A big challenge was the limited time allowed for the tie-in of the two new boilers. The amount of incoming sludge is such that the plant should operate continuously, with only one incinerator allowed to be stopped for a while at a time. The facility has storage capacity for only one week’s worth of incoming sludge. Therefore, the total renovation had to be finished within 70 days and could be compared to open-heart surgery.
SNB found an excellent partner in NEM, the world-renowned boiler manufacturer with its headquarters based in Zoeterwoude, the Netherlands. Manufacturing a steam boiler is common practice for NEM, but here the issue was to match new elements with a running installation that was already 18 years old. Some of the piping and instrumentation drawings had not been properly updated and the real dimensions sometimes appeared to deviate from the as-built information. Hands-on skills had to be combined with clever computer-based engineering and a thorough understanding of the processes in an installation that could not be stopped.

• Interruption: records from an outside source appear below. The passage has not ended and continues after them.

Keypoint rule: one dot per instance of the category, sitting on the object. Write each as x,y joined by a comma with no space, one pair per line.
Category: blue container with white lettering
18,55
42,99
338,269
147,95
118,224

On 2 April, Marcel Lefferts, managing director of SNB and Gerard van Dijk, CEO of NEM could lead the celebration of a very successful project, together with a happy team. Excellent engineering skills, perfect project management and close co-operation between supplier and customer were the key elements that enabled a successful installation. Although, on some occasions, 250 people were working at the site, no accidents had happened and the Siemens steam turbine coupled to a 3.5 MW AvK Stamford generator was running smoothly.
The end result is a process requiring almost no external energy. It is an example of clever integration of heat and electricity demand. Actually, when taking the whole process facility into account, it might be stated that the energy efficiency of the plant is over 100%.
The ammonia removed from the condensate resulting from the drying process is used for NOx reduction in the exhaust gases. Part of the exhaust gas containing much CO2 is transported via a 700-metre pipeline to a neighbouring factory that uses it for the production of lime. A recent innovation is phosphor recovery from the incinerated ash. The annual 36,000 tonnes of ash contain 20% phosphates, an important element in agricultural fertilisers. Global phosphor resources are rapidly diminishing, and therefore maximum phosphor recovery becomes crucial.
Local generation of electricity in combination with heat use is a crucial aspect of both factories discussed here. During a conference organised by the European Commission in February in Brussels, the delegates agreed that the integration of heat and electricity use was seen as the best opportunity for reducing the use of fuels.
In both cases presented here, there has been excellent co-operation between the equipment supplier and the factory. Engineering skills, communication and trust appear to be crucial elements in making such projects successful. Two well-known suppliers of equipment for local generation have shown that they have the necessary skills.
Next to that, it is vision that characterises the owners and managers of the two factories. In both cases, there is a desire to be as environmentally friendly as possible by trying to close the circle of raw material use including that of energy.